Crown of Stars
- First edition
- Author: Alice Sheldon (as James Tiptree, Jr.)
- Cover artist: Dave Archer
- Language: English
- Genre: Science fiction Speculative fiction
- Publisher: Tor Books
- Publication date: September 1988
- Publication place: United States
- Media type: Print (hardback & paperback)
- Pages: 340
- ISBN: 0-312-93105-0
- OCLC: 18136746
- Dewey Decimal: 813/.54 19
- LC Class: PS3570.I66 C76

= Crown of Stars =

Short story collection by James Tiptree, Jr.

Crown of Stars is a posthumous collection by American writer James Tiptree, Jr., containing unpublished short stories and those published in the final years of her career. All but one of the stories ("Come Live With Me") had previously been published elsewhere, in Science fiction magazines or anthologies. It is copyrighted to “the Estate of Alice B. Sheldon” and was first published in 1988 by Tom Doherty Associates. Crown of Stars is 340 pages in length and contains ten short stories.

==Contents==
- "Second Going" (1987)
Narrated as a documentary from NASA’s chief archivist, it describes humanity’s First Contact. Interstellar-wandering, telepathic aliens contact Earth after we launch our first crewed mission to Mars, stating that they will meet with the astronauts once they arrive. The Angli (large, blue cephalopods) turn out to be benevolent, if technologically simple, space tourists. They are interested in spending several months exploring Earth, then moving on. They are puzzled, though, by the lack of living gods on Earth; which exist on every other planet they have visited.

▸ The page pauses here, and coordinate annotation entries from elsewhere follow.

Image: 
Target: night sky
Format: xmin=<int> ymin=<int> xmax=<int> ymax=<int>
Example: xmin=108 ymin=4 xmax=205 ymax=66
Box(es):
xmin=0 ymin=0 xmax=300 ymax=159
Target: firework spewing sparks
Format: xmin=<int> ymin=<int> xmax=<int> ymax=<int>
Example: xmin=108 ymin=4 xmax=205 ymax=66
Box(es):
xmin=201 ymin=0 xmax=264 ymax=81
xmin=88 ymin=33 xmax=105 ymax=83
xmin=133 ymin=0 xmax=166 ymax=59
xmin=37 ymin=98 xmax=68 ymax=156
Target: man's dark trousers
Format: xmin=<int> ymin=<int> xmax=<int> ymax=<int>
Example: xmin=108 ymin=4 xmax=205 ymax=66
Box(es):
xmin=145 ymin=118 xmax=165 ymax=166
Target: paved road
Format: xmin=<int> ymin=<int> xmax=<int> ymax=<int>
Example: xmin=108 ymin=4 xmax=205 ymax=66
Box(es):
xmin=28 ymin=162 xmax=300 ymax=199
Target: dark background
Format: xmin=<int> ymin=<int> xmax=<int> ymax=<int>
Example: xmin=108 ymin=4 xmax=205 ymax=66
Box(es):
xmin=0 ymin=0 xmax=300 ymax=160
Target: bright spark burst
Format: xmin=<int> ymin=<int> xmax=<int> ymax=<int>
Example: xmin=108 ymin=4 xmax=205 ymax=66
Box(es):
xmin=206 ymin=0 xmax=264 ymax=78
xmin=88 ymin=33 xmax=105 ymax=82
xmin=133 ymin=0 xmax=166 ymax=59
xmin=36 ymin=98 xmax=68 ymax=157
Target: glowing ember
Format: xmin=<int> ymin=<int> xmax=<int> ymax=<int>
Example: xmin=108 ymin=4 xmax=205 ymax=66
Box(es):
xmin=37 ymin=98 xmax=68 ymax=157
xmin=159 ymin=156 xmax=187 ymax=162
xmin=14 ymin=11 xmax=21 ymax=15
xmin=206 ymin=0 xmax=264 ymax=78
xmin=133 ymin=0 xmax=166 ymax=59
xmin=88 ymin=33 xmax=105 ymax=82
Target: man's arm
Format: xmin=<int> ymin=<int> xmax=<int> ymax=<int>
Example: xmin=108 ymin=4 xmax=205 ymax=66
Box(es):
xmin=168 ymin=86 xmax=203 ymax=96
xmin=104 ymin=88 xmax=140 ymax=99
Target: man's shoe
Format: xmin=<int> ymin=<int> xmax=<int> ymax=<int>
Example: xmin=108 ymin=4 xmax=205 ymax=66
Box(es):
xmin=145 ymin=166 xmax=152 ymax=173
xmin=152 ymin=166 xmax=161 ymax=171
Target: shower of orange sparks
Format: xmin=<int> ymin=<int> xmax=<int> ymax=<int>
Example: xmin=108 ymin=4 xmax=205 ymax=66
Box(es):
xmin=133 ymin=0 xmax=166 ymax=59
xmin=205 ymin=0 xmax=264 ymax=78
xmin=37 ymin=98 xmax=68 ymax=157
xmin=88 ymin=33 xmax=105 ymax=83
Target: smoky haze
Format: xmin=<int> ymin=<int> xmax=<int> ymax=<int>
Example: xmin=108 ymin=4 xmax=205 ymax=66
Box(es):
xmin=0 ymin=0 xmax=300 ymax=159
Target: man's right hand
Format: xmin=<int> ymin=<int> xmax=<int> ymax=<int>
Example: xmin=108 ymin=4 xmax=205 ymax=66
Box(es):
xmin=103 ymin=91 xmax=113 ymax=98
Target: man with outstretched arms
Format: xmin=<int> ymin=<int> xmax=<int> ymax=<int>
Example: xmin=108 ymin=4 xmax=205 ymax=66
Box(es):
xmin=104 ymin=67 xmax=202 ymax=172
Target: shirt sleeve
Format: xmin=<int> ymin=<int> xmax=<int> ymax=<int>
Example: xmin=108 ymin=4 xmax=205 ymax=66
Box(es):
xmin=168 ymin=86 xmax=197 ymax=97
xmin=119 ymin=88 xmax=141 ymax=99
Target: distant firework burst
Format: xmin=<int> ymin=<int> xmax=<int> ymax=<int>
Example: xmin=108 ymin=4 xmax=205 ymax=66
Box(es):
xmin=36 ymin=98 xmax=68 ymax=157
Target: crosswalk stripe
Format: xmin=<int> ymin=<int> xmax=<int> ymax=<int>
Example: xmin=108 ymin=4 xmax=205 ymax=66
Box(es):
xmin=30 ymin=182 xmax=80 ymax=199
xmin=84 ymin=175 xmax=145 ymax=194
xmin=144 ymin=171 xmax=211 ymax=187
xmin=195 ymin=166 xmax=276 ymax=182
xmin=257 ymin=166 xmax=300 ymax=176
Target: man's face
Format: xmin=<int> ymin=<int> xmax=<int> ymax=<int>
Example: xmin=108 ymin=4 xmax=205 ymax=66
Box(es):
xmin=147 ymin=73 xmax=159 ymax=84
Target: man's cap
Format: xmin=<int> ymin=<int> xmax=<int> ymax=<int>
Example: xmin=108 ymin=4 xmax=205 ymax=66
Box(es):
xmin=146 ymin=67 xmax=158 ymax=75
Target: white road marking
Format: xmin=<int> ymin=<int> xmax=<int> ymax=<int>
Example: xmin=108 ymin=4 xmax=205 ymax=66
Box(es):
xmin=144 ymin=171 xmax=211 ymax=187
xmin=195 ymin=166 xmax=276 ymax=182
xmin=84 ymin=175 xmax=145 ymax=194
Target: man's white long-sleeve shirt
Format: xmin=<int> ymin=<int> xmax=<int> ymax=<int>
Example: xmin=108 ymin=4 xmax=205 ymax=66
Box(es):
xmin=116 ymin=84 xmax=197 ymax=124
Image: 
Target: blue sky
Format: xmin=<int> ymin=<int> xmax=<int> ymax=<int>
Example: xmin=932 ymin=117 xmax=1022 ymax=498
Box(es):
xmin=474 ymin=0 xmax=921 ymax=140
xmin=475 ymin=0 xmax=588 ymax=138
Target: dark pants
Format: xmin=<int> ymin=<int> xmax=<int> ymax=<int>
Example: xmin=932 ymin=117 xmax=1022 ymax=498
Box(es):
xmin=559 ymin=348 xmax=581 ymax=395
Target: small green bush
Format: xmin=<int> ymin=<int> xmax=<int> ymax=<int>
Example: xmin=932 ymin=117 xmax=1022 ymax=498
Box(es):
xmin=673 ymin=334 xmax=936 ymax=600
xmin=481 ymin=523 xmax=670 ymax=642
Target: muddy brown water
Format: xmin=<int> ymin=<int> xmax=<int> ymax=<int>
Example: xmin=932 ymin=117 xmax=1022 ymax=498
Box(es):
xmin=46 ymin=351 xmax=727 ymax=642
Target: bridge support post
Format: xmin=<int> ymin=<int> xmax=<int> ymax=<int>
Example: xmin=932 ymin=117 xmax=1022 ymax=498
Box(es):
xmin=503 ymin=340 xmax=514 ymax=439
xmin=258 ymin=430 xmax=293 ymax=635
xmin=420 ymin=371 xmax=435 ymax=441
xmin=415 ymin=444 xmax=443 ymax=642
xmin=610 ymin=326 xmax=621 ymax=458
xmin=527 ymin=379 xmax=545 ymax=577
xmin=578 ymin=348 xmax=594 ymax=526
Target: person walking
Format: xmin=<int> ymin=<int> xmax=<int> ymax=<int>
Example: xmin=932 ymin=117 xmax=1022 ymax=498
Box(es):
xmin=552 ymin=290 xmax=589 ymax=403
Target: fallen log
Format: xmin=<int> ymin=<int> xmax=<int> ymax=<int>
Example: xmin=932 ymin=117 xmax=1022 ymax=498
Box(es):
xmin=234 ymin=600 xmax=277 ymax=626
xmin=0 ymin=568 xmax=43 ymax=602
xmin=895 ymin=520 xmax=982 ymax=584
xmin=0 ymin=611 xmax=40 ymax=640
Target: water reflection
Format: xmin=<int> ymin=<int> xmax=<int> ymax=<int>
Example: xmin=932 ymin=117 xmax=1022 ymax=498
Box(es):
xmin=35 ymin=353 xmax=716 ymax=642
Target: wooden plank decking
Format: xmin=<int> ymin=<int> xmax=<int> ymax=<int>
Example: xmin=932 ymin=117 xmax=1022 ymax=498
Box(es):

- "Our Resident Djinn" (1986)
"Our Resident Djinn" opens cold with the death of God. Satan has just gotten the news of his rival's death from an angelic messenger and decides the best thing would be for him to fly up to the heavenly kingdom to pay his last respects to his old adversary. St. Peter gives Satan a tour of the empty capitol, which is to be sold off piecemeal in a sort of divine Chapter 7 Bankruptcy.

- "Morality Meat" (1985, credited to Raccoona Sheldon)
"Morality Meat" is the tale of a 16-year-old black girl living in a right-wing, dystopian future California. After being raped, she has no choice but to become a single mother, since abortions are illegal. She is forced to give her baby up for adoption, since she cannot afford to feed two.

- "All This and Heaven Too" (1985)
“All This and Heaven Too” is about young lovers, fairy-tale geopolitics, and ridiculous court intrigue. Set in a happy, utopian kingdom and an adjacent polluted, industrial kingdom, the principalities’ heirs fall in love.

- "Yanqui Doodle" (1987)
The US is fighting a full-fledged war in Latin-America and the Congressional Armed Services Committee is on a tour of the front and will soon stop at a field hospital to visit the wounded. Soldiers are encouraged to take government-issued drugs (mainly amphetamines) to become remorseless killing machines. A soldier is recovering from a landmine explosion in this field hospital and it quickly becomes clear that drug withdrawal is a far more serious concern than his wounds.

- "Come Live with Me" (1988)
"Come Live With Me," is one of the last stories written by Tiptree. It is the only story in this collection regarding the far future and deep space. It's a quick, simple tale of a deep-space exploration crew's encounter with a mind-controlling lily, mainly from the plant's perspective. The plant has never encountered a being more intelligent than a space beaver, so meeting humans and their egos is a big change.

- "Last Night and Every Night" (1970)
- "In Midst of Life" (1987)
Both are about humans who are transformed into Death’s servants.

- "Backward, Turn Backward" (1988)'
The tale of a riches-to-rags debutante, Diane, who temporarily changes places with her future self. A few months after this was written, Alice Sheldon shot her husband, then herself, in their bed, which was somewhat prefigured by the story.

- "The Earth Doth Like a Snake Renew" (1988) [Written in 1973 by Raccoona Sheldon]
"The Earth Doth Like a Snake Renew," is a reversal of the earlier Tiptree story, "The Last Flight of Doctor Ain," her first widely acclaimed piece. In this story, the Earth is male and the main character is a young woman named "P." P is in love with the Earth and obsessively desires to find a way to physically consummate that love. She is also a submissive masochist. The relationship between the two is portrayed as abusive, with the Earth harming and manipulating the protagonist, while simultaneously providing for her. Ultimately, the Earth is shown to not truly love her, but, rather, to love another planetoid. This planetoid crashes into the Earth, knocking it off its orbit and killing all life, including P.

==Reception==
Crown of Stars received a nomination for the 1989 Locus Award for Best Collection. The story "Come Live with Me," the only original story in the collection, was the winner of the Hayakawa Award for foreign short story in 1997.